One of the leaders of the Illinois campaign to close the carried interest loophole is Abbie Illenberger of the Grassroots Collaborative, an alliance of 11 membership-based organizations. She explained that the issue gained momentum much more quickly than expected because of the severity of the state’s budget crisis.

“We’ve gone without a budget for two years now,” Illenberger said in an interview with “That’s two years with little or no state funding for summer jobs, after school programs, youth leadership programs, and street-level violence prevention programs. And at the end of those two years, we are seeing the highest levels of gun violence in two decades. This is not a coincidence.”
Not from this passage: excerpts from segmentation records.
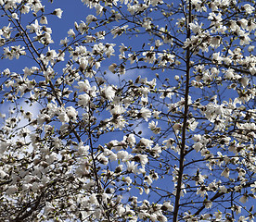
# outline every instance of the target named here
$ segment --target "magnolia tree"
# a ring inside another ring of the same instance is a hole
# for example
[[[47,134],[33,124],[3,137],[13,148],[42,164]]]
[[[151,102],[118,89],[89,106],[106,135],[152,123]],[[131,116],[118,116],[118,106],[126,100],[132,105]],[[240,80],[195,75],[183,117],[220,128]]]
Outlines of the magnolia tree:
[[[52,2],[0,0],[0,220],[253,221],[255,2]]]

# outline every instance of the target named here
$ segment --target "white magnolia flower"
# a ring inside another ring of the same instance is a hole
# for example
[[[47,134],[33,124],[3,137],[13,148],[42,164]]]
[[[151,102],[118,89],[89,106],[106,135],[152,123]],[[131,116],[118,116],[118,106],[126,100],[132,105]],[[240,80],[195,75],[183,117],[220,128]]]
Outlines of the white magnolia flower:
[[[62,10],[60,8],[56,8],[53,12],[54,15],[56,15],[58,18],[61,18],[62,16]]]
[[[148,117],[151,117],[151,111],[147,108],[142,107],[140,110],[140,115],[147,122]]]
[[[115,97],[115,92],[116,92],[116,91],[113,89],[112,86],[108,86],[104,90],[104,95],[108,100],[113,100]]]

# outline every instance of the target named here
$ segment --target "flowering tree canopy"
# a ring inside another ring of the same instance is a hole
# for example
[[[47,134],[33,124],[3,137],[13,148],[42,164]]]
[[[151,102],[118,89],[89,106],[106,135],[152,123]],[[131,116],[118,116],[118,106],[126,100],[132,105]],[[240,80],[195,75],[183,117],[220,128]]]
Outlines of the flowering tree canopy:
[[[0,0],[0,220],[253,221],[256,3],[63,2]]]

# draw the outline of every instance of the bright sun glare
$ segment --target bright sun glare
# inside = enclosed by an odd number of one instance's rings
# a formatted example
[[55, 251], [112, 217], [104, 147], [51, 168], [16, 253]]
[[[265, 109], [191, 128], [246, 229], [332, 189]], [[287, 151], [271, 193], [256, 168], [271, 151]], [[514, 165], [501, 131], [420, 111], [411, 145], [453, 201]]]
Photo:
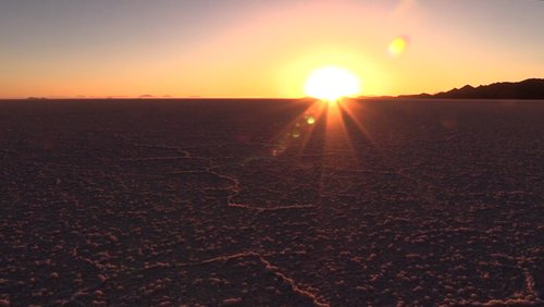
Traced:
[[305, 84], [306, 95], [327, 101], [354, 96], [359, 91], [359, 78], [351, 72], [337, 66], [325, 66], [312, 71]]

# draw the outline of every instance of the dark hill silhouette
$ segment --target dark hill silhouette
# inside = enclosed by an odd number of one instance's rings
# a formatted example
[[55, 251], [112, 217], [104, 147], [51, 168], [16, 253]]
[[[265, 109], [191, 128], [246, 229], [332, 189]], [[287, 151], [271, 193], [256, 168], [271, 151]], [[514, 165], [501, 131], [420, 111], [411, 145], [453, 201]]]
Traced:
[[403, 95], [399, 98], [446, 98], [446, 99], [544, 99], [544, 78], [529, 78], [522, 82], [499, 82], [473, 87], [466, 85], [435, 95]]

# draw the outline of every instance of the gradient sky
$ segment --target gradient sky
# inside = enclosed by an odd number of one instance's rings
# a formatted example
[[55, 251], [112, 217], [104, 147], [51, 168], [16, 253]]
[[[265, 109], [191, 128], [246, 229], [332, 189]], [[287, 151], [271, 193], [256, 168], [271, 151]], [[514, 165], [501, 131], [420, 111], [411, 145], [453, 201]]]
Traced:
[[327, 64], [363, 95], [544, 77], [544, 1], [0, 0], [0, 98], [302, 97]]

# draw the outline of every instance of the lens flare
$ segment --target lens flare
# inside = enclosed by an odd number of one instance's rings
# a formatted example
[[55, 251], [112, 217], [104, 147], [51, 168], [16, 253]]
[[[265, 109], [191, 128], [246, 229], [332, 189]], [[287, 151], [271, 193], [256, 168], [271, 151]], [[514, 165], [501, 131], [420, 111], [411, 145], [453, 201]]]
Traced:
[[408, 47], [408, 38], [399, 36], [391, 41], [388, 47], [388, 52], [393, 57], [398, 57], [403, 52], [405, 52], [407, 47]]

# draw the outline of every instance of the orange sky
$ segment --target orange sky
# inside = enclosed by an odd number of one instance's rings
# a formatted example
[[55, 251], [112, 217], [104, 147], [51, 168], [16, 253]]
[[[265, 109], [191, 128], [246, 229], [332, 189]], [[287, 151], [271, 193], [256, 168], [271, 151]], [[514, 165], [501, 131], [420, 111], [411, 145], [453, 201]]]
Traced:
[[543, 77], [542, 1], [263, 2], [2, 2], [0, 98], [302, 97], [324, 65], [361, 95]]

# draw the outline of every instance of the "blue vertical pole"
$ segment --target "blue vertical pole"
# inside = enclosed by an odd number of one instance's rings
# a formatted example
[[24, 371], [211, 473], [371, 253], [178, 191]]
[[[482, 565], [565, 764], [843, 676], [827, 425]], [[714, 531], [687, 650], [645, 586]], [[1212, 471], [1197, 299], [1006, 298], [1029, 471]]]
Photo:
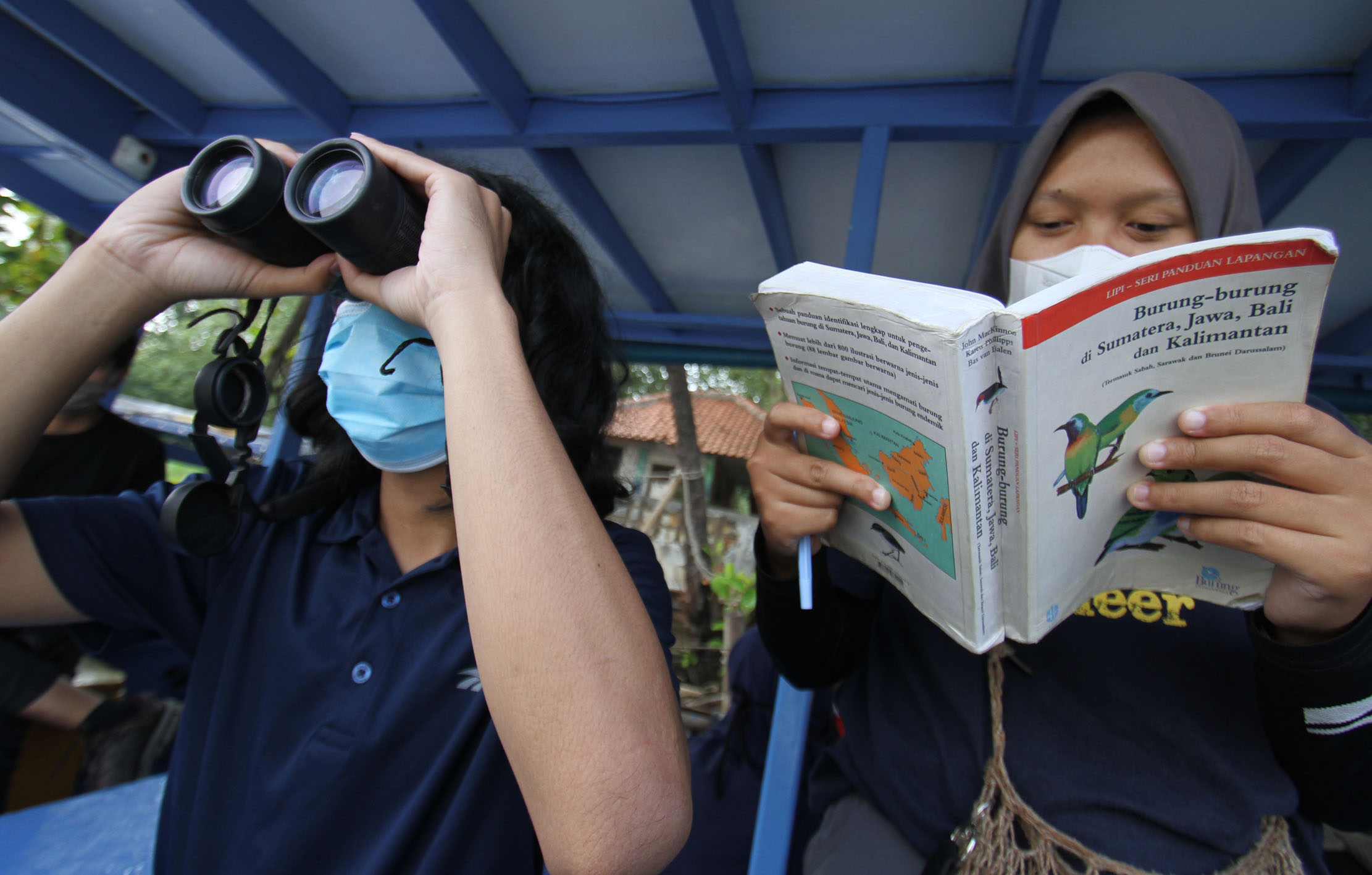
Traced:
[[890, 128], [867, 128], [862, 133], [862, 158], [858, 159], [858, 184], [853, 185], [853, 210], [848, 222], [848, 251], [844, 267], [871, 270], [877, 248], [877, 218], [881, 215], [881, 184], [886, 177], [886, 148]]
[[749, 875], [782, 875], [786, 871], [812, 697], [814, 693], [797, 690], [786, 683], [785, 678], [777, 682], [777, 704], [772, 706], [771, 738], [767, 739], [763, 789], [757, 797], [753, 850], [748, 857]]
[[262, 464], [272, 466], [281, 459], [292, 459], [300, 454], [300, 436], [291, 424], [285, 421], [285, 398], [302, 377], [320, 369], [320, 357], [324, 355], [324, 341], [329, 336], [329, 325], [333, 322], [333, 310], [338, 307], [338, 298], [333, 295], [316, 295], [310, 299], [310, 310], [305, 315], [305, 331], [295, 350], [295, 361], [291, 362], [291, 373], [285, 379], [285, 389], [281, 392], [281, 403], [277, 406], [276, 424], [272, 427], [272, 442], [266, 446]]
[[[863, 130], [862, 158], [858, 160], [858, 181], [853, 185], [852, 219], [848, 224], [848, 251], [844, 255], [844, 267], [849, 270], [871, 270], [889, 145], [890, 128], [874, 126]], [[801, 551], [808, 558], [808, 543]], [[785, 678], [777, 684], [771, 736], [767, 739], [767, 763], [763, 767], [763, 789], [757, 798], [757, 823], [753, 827], [753, 850], [748, 859], [749, 875], [782, 875], [786, 871], [812, 695], [809, 690], [790, 686]]]

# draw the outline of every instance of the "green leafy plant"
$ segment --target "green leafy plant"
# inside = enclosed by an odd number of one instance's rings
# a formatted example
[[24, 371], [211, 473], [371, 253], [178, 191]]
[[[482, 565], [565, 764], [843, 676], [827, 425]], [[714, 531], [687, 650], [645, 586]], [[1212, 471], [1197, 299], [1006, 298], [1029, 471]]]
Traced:
[[746, 617], [757, 608], [757, 575], [740, 573], [733, 562], [709, 579], [709, 588], [726, 613]]

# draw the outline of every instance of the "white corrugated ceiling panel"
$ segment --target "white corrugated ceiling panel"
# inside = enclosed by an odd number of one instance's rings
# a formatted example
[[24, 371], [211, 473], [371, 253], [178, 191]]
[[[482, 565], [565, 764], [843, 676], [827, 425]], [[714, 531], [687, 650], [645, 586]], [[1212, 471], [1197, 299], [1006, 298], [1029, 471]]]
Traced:
[[1044, 73], [1202, 73], [1351, 64], [1372, 40], [1367, 0], [1063, 0]]
[[473, 0], [472, 8], [534, 92], [715, 86], [686, 0]]
[[624, 274], [620, 273], [615, 262], [605, 254], [600, 243], [595, 241], [595, 237], [586, 230], [586, 226], [568, 208], [561, 195], [557, 193], [557, 189], [549, 185], [543, 174], [539, 173], [538, 167], [530, 159], [528, 152], [524, 149], [425, 149], [424, 154], [439, 160], [501, 173], [528, 185], [538, 195], [539, 200], [556, 211], [567, 222], [567, 226], [572, 229], [572, 233], [576, 235], [576, 239], [586, 250], [586, 255], [591, 259], [591, 265], [595, 267], [595, 276], [600, 278], [609, 306], [615, 310], [648, 309], [639, 293], [628, 284], [628, 280], [624, 278]]
[[285, 103], [276, 88], [176, 0], [60, 0], [104, 25], [202, 100]]
[[1022, 0], [737, 0], [759, 84], [1008, 74]]
[[892, 143], [873, 272], [960, 287], [995, 160], [991, 143]]
[[679, 310], [756, 315], [748, 295], [777, 266], [735, 147], [589, 148], [576, 156]]
[[248, 3], [355, 100], [429, 100], [477, 93], [412, 0]]

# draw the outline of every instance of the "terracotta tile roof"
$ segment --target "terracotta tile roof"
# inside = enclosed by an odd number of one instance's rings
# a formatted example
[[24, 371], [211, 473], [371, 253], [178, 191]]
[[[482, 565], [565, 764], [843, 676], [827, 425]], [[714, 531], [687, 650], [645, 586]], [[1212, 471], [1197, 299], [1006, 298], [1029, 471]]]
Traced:
[[[720, 392], [691, 392], [696, 440], [711, 455], [748, 458], [767, 416], [752, 399]], [[676, 421], [667, 392], [642, 398], [622, 398], [611, 422], [611, 438], [676, 444]]]

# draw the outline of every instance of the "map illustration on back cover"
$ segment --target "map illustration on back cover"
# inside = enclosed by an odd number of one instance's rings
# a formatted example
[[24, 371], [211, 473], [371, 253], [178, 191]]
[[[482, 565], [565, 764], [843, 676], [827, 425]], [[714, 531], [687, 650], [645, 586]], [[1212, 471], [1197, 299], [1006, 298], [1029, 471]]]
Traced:
[[890, 492], [890, 509], [871, 512], [878, 518], [868, 529], [873, 546], [896, 562], [903, 562], [907, 547], [918, 550], [956, 580], [947, 451], [866, 405], [801, 383], [794, 387], [799, 403], [838, 420], [838, 438], [808, 442], [809, 453], [867, 475]]

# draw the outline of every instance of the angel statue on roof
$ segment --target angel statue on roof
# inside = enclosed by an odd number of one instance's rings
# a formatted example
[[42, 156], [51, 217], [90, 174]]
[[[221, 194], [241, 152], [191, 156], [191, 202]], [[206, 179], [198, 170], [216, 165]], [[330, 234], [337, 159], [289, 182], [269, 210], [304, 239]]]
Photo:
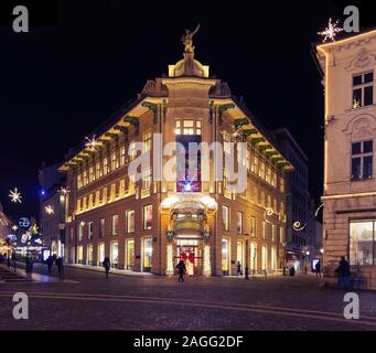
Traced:
[[191, 32], [190, 30], [185, 30], [185, 34], [182, 36], [182, 43], [185, 46], [184, 53], [194, 53], [192, 39], [193, 39], [193, 35], [197, 33], [198, 29], [200, 29], [200, 23], [193, 32]]

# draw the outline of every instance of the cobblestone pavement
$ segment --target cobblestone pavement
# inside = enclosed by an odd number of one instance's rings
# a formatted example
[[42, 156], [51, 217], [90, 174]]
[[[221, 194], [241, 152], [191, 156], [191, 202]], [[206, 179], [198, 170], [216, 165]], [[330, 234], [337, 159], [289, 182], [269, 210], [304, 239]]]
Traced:
[[[35, 271], [46, 275], [43, 265]], [[56, 276], [56, 269], [52, 276]], [[128, 277], [66, 268], [71, 282], [0, 284], [0, 330], [372, 330], [376, 292], [358, 291], [359, 320], [345, 320], [345, 291], [311, 276]], [[29, 296], [14, 320], [12, 296]]]

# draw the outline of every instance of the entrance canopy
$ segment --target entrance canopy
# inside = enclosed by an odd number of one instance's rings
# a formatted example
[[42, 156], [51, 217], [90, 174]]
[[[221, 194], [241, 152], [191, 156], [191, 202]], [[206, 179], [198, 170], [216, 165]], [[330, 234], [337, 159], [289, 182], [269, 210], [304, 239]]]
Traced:
[[217, 210], [217, 202], [208, 194], [195, 192], [181, 192], [170, 194], [161, 202], [163, 210], [204, 210], [206, 213], [214, 213]]

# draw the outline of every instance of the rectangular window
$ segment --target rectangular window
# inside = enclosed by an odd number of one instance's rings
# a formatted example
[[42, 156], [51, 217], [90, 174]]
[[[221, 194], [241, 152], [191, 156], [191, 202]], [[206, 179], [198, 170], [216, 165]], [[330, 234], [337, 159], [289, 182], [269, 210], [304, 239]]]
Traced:
[[119, 216], [114, 214], [111, 216], [111, 235], [118, 235], [118, 227], [119, 227]]
[[98, 266], [103, 266], [104, 260], [105, 260], [105, 244], [100, 243], [98, 244]]
[[143, 135], [143, 152], [149, 152], [151, 150], [151, 131]]
[[80, 242], [84, 237], [84, 226], [85, 226], [85, 222], [80, 222], [78, 224], [78, 240]]
[[93, 265], [93, 245], [89, 244], [86, 248], [86, 259], [87, 259], [87, 265]]
[[129, 159], [131, 161], [136, 158], [136, 156], [137, 156], [137, 152], [136, 152], [136, 141], [131, 141], [129, 143], [128, 154], [129, 154]]
[[143, 206], [143, 229], [150, 231], [152, 227], [152, 218], [153, 218], [153, 206], [147, 205]]
[[374, 73], [353, 76], [353, 108], [374, 104]]
[[133, 233], [135, 232], [135, 211], [127, 210], [126, 216], [127, 216], [127, 233]]
[[237, 234], [243, 234], [243, 212], [237, 212]]
[[99, 238], [105, 236], [105, 218], [99, 220]]
[[352, 142], [351, 151], [351, 179], [370, 179], [373, 176], [373, 141]]
[[228, 275], [229, 271], [229, 240], [222, 239], [222, 270]]
[[126, 243], [126, 254], [127, 254], [127, 269], [132, 269], [135, 266], [135, 240], [127, 239]]
[[151, 186], [151, 167], [148, 167], [142, 172], [142, 189], [150, 189]]
[[126, 148], [121, 147], [120, 148], [120, 165], [122, 167], [126, 164]]
[[88, 238], [89, 240], [93, 239], [93, 233], [94, 233], [94, 225], [93, 225], [93, 222], [89, 222], [89, 223], [87, 224], [87, 238]]
[[104, 158], [104, 175], [108, 173], [108, 160], [107, 157]]
[[256, 217], [250, 216], [250, 236], [256, 236]]
[[229, 207], [222, 206], [222, 227], [224, 231], [229, 231]]
[[150, 271], [152, 267], [152, 256], [153, 256], [153, 239], [148, 237], [143, 238], [143, 271]]
[[118, 242], [112, 242], [111, 243], [111, 267], [117, 268], [118, 267], [118, 261], [119, 261], [119, 244]]
[[375, 265], [374, 221], [350, 222], [350, 265]]

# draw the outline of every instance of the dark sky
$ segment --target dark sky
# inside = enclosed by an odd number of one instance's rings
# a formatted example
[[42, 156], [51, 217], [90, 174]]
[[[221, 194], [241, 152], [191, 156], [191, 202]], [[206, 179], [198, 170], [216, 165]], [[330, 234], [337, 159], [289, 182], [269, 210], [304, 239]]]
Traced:
[[[57, 3], [57, 2], [56, 2]], [[351, 2], [355, 4], [354, 1]], [[323, 174], [323, 88], [311, 56], [333, 1], [62, 1], [30, 11], [30, 33], [0, 26], [0, 202], [12, 216], [37, 214], [37, 170], [133, 98], [182, 56], [185, 28], [195, 57], [268, 128], [287, 127], [310, 160], [316, 203]], [[35, 10], [35, 12], [33, 12]], [[372, 10], [359, 7], [361, 25]], [[11, 17], [10, 17], [11, 19]], [[41, 20], [42, 19], [42, 20]], [[34, 23], [33, 23], [34, 20]], [[42, 21], [42, 22], [40, 22]], [[50, 23], [50, 22], [52, 23]], [[36, 24], [53, 25], [36, 25]], [[23, 203], [11, 204], [18, 186]]]

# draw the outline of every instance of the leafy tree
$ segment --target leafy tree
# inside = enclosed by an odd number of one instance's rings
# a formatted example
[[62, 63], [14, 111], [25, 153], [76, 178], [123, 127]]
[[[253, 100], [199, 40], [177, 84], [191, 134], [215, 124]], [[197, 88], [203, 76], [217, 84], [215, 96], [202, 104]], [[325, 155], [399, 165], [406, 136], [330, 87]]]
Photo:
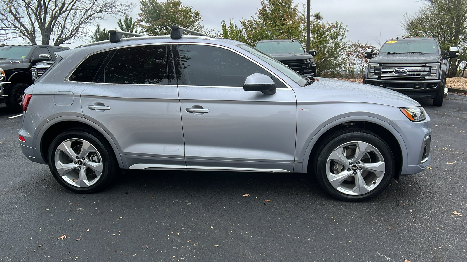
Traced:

Illenberger also feels the Illinois campaign has been effective in translating the $1.7 billion in potential revenue from closing the carried interest loophole into things legislators care about, including the number of seniors who could receive home care and the number of years they could fund domestic violence programs. “We showed that this would mean real money that could solve real problems,” Illenberger said. “And we made sure the legislators heard from real people who use those services.”

How would the Illinois legislation work? The bill would impose a “privilege tax” at a rate of 20 percent on the fees earned by managers of private equity and hedge funds. According to Michael Kink of the Strong Economy for All Coalition, there are good prospects that a New York carried interest bill could move forward in the near future. Legislators have introduced similar bills in five other states (New Jersey, Connecticut, Rhode Island, Massachusetts, and Maryland) and activists are developing campaigns in several more.

The Illinois legislation states that the tax would disappear if the federal government eliminated the loophole at the national level. Sen. Tammy Baldwin (D-Wis.) and Rep. Sandy Levin (D-Mich.) have introduced bills that would do just that. But the chances of passage in the near future are slim.

On the campaign trail, President Trump promised repeatedly to get rid of the carried interest loophole, saying it allowed hedge fund managers to “get get away with murder.” But now that he’s surrounded himself with Wall Street insider advisors, Trump has issued a tax plan that doesn’t mention this loophole.

As for next steps in Illinois, Illenberger said she expects the bill to pass through the House chamber before the regular legislative session ends on May 31. Then, she foresees a “spirited fight” to get Republican Governor Bruce Rauner, a former private equity fund manager, to sign the bill into law.

Despite the challenges ahead, Illenberger believes an equitable resolution to the state’s economic crisis is almost inevitable. “The current levels of inequality are just wrong and unsustainable,” she said. “If we don’t reverse direction, I don’t know if our society can handle it.”

Sarah Anderson directs the Global Economy Project at the Institute for Policy Studies.